Del presidente gli americani apprezzano l'intelligenza e l'eloquenza, ma nel 2009 ne hanno perso il contatto. Obama non è dotato caratterialmente del trasformismo di Reagan, del «mettiamo al primo posto la gente» di Clinton e tantomeno della «maggioranza silenziosa» di Nixon. Nulla di tutto ciò è nella natura di un intellettuale che organizzava comunità di solidarietà a Chicago.
In un paese polarizzato anche dalla necessità di semplificare questioni complesse, i media hanno abbandonato la presunzione di imparzialità e in generale il volume ha prevalso sul contenuto. Gli elettori indipendenti si sono spostati su una posizione di critica al potere. Obama sembra intenzionato ad accarezzarne il malcontento e a corteggiarne di nuovo la fiducia. Populismo? Una sbrigativa liquidazione del nuovo corso trascurerebbe il fatto che solo un linguaggio radicale è in grado di coniugare ogni riforma con la questione scomoda della giustizia, della chiamata di responsabilità, della punizione dei torti e del risarcimento dei danni.

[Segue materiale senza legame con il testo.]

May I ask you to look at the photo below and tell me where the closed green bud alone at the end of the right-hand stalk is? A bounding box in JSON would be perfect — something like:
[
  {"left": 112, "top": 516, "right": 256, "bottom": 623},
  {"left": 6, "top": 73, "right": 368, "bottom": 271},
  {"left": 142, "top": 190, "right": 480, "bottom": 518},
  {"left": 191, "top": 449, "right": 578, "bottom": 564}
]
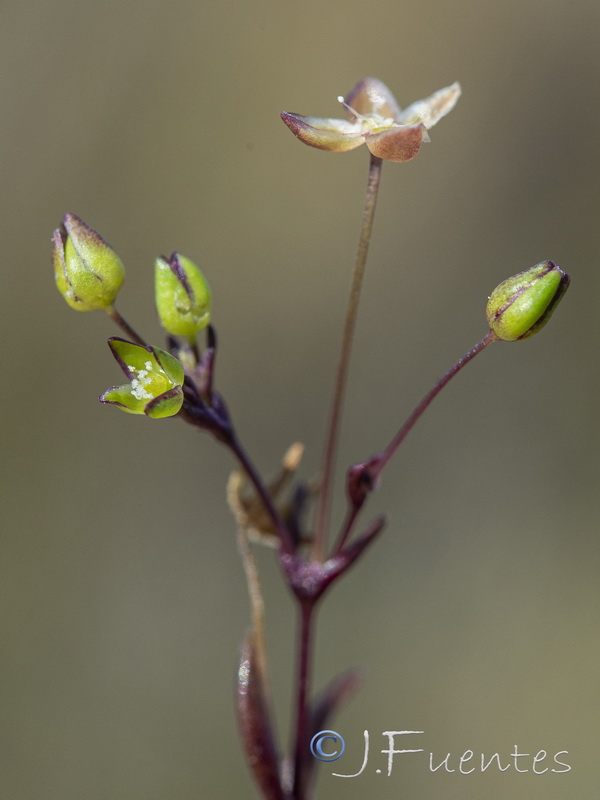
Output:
[{"left": 486, "top": 261, "right": 571, "bottom": 342}]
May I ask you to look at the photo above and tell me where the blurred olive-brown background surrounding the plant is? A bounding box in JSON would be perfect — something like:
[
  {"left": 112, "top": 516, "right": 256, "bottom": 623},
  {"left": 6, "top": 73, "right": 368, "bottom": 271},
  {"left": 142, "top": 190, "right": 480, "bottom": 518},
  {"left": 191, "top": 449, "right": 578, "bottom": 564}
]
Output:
[{"left": 0, "top": 0, "right": 600, "bottom": 800}]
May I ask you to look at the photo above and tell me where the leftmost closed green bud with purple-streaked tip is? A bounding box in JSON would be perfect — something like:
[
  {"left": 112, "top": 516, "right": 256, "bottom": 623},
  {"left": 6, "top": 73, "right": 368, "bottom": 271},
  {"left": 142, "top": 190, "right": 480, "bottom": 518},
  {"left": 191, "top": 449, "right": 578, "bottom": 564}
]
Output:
[{"left": 52, "top": 214, "right": 125, "bottom": 311}]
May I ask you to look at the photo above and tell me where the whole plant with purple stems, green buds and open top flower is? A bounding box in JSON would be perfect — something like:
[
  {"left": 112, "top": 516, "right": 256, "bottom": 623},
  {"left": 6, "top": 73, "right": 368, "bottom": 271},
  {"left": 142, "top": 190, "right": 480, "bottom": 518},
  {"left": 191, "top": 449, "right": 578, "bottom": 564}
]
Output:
[{"left": 52, "top": 78, "right": 570, "bottom": 800}]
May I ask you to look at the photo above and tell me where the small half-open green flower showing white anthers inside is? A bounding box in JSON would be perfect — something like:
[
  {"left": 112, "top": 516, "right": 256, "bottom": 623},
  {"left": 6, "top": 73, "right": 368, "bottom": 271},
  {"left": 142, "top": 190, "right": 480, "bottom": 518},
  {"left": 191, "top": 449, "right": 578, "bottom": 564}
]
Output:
[{"left": 99, "top": 336, "right": 184, "bottom": 419}]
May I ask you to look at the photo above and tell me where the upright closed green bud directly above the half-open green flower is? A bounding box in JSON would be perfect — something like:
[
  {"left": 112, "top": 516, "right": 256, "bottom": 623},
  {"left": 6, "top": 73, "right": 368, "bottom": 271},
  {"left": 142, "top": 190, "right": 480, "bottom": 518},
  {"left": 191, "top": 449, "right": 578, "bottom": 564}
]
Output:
[{"left": 154, "top": 253, "right": 211, "bottom": 343}]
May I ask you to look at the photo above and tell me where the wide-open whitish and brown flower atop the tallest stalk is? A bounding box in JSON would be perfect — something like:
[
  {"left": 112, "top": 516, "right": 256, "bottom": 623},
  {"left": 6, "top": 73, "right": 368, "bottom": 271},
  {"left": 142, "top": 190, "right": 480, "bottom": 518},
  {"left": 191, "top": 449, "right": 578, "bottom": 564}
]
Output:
[{"left": 281, "top": 78, "right": 461, "bottom": 161}]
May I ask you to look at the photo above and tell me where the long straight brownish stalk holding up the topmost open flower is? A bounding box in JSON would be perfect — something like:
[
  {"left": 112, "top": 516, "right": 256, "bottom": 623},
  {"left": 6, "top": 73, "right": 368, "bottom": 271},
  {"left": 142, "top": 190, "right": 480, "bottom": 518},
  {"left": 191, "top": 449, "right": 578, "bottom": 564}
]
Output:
[{"left": 313, "top": 155, "right": 382, "bottom": 561}]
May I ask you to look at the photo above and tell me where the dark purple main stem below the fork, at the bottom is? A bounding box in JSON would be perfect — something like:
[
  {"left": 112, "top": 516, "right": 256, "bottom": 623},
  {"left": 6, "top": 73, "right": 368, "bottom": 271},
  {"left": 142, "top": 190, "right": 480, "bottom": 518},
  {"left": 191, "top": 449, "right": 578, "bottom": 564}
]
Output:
[{"left": 292, "top": 599, "right": 316, "bottom": 800}]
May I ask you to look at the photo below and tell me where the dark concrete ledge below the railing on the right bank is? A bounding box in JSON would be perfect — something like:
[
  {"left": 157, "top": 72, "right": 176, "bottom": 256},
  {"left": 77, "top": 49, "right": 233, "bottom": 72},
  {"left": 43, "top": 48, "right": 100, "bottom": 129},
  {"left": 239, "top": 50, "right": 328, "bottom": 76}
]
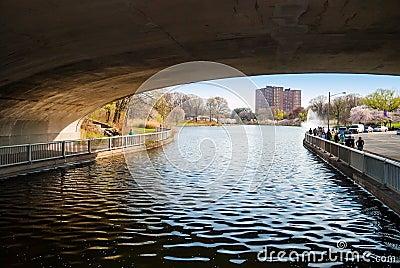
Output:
[{"left": 303, "top": 140, "right": 400, "bottom": 214}]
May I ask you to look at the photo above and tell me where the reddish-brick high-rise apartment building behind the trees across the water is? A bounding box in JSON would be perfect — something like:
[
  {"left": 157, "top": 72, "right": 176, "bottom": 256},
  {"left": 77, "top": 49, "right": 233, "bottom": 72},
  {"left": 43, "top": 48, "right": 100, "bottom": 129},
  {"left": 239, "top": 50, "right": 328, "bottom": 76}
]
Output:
[{"left": 256, "top": 86, "right": 301, "bottom": 113}]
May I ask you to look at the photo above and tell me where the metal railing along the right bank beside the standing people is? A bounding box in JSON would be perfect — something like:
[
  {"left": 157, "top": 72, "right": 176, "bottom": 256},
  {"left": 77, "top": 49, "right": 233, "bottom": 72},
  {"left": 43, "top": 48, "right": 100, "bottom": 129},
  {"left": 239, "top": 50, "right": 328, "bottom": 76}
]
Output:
[{"left": 304, "top": 133, "right": 400, "bottom": 193}]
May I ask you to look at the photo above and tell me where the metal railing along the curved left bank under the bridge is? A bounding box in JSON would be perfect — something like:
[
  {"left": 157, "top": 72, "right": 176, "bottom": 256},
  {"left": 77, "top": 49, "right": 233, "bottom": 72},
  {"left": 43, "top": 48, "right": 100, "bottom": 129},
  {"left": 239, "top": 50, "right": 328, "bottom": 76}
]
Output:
[{"left": 0, "top": 129, "right": 172, "bottom": 168}]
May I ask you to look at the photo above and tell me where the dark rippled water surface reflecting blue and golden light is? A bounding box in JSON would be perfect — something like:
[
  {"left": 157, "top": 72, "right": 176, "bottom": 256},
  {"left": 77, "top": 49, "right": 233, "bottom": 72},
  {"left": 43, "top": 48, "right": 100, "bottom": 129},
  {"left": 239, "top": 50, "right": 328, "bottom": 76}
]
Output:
[{"left": 0, "top": 126, "right": 400, "bottom": 267}]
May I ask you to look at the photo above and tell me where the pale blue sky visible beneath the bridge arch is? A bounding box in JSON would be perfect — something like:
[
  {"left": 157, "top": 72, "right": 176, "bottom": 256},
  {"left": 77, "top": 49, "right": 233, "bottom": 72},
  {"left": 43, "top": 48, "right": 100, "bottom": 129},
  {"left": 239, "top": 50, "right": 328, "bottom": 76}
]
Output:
[{"left": 175, "top": 73, "right": 400, "bottom": 109}]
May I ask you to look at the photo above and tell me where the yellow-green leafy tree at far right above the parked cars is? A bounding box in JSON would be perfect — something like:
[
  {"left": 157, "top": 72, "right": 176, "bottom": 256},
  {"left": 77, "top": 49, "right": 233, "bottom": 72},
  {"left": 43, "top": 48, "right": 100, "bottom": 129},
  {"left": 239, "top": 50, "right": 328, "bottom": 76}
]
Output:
[{"left": 362, "top": 88, "right": 400, "bottom": 112}]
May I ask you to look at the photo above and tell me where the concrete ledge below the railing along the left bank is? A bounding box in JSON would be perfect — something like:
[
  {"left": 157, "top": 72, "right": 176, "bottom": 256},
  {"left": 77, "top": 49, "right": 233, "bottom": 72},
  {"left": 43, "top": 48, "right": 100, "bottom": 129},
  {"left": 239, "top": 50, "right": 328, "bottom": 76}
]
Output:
[{"left": 0, "top": 138, "right": 174, "bottom": 179}]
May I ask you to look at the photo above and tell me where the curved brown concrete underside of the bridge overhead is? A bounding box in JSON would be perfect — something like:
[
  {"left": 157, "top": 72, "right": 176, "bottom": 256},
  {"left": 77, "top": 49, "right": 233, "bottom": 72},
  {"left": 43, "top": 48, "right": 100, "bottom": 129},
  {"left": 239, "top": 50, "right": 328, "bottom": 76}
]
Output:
[{"left": 0, "top": 0, "right": 400, "bottom": 144}]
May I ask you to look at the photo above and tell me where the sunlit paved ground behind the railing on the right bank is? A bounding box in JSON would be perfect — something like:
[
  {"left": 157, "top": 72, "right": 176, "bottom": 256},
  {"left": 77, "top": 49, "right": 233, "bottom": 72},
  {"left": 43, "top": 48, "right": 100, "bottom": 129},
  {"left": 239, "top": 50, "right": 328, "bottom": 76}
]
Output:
[{"left": 355, "top": 131, "right": 400, "bottom": 162}]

Si può essere sorpresi dal fatto che il dolore di milioni di individui disoccupati e di famiglie impoverite a seguito di una crisi maturata all'interno di un sistema finanziario distorto dall'avidità dei suoi vertici non abbia trovato finora espressione politica. Tranne appunto un acuto senso di rivendicazione tra "noi" gente ordinaria e "loro" i generali che mandano a morire. Obama ha resistito alla tentazione fino alla sconfitta in Massachusetts e fino alla prova che i generali stavano finanziando con i ritrovati profitti modifiche convenienti alla legislazione.

Nell'antagonismo noi-loro, il "noi" finisce per essere troppo beneficiato. Nulla a che vedere con l'introspezione con cui i tedeschi ragionano sul Wir-Gefuehl, il senso dell'identità condivisa. La gente comune non è priva di responsabilità nella crisi. L'eccesso di indebitamento delle famiglie fa parte di una visione vitale che i cittadini americani condividono e che ha conseguenze collettive, internazionali o ambientali. Il populismo del "noi contro di loro" ostacolerà questa maturazione. Ma porrà comunque per una volta il tema negletto e tutt'altro che populista della responsabilità di chi ha abusato del proprio potere economico e - in un intreccio perverso - di quello politico.